Have a question about this project? Sign up for a free GitHub account to open an issue and contact its maintainers and the community.

By clicking “Sign up for GitHub”, you agree to our terms of service and privacy statement. We’ll occasionally send you account related emails.

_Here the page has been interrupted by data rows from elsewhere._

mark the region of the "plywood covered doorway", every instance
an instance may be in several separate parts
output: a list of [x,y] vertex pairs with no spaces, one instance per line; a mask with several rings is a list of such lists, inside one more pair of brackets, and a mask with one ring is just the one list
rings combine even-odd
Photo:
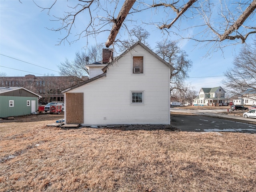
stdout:
[[83,124],[84,93],[66,93],[65,102],[66,123]]

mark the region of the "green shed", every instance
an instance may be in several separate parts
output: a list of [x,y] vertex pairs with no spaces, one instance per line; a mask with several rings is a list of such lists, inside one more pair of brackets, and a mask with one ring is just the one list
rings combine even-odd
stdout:
[[35,113],[41,97],[23,87],[0,87],[0,117]]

Already on GitHub? Sign in to your account

podman-kube@.service template: expected inactive, got active #17093

Closed
edsantiago opened this issue Jan 12, 2023 · 14 comments · Fixed by #17108
Closed

podman-kube@.service template: expected inactive, got active #17093

edsantiago opened this issue Jan 12, 2023 · 14 comments · Fixed by #17108
Labels
flakes Flakes from Continuous Integration locked - please file new issue/PR Assist humans wanting to comment on an old issue or PR with locked comments.

Comments

@edsantiago
Copy link
Collaborator

New flake in system tests:

not ok 318 podman-kube@.service template
...
# podman pod kill test_pod
# 5a7b23b8b7028aa541d7c4643abd78c8bed281101c255b6f182bc75f8871c2e6
# #/vvvvvvvvvvvvvvvvvvvvvvvvvvvvvvvvvvvvvvvvvvvvv
# #|     FAIL: systemd service transitioned to 'inactive' state: podman-kube@-tmp-podman_bats.QBwJWn-test.yaml.service
# #| expected: 'inactive'
# #|   actual: 'active'
# #\^^^^^^^^^^^^^^^^^^^^^^^^^^^^^^^^^^^^^^^^^^^^^

[sys] 305 podman-kube@.service template

...as well as a few minutes ago in f36 root

@edsantiago edsantiago added the flakes Flakes from Continuous Integration label Jan 12, 2023
vrothberg added a commit to vrothberg/libpod that referenced this issue Jan 13, 2023
Increase the loop range from 5 to 20 to make sure we give the service
enough time to transition to inactive.  Other tests have the same range
with 0.5 seconds sleeps, so I expect the new value to be sufficient and
consistent.

Fixes: containers#17093
Signed-off-by: Valentin Rothberg <vrothberg@redhat.com>
@edsantiago
Copy link
Collaborator Author

Seen yesterday in f36 rootless, in a PR that I confirmed is based on main which includes #17108.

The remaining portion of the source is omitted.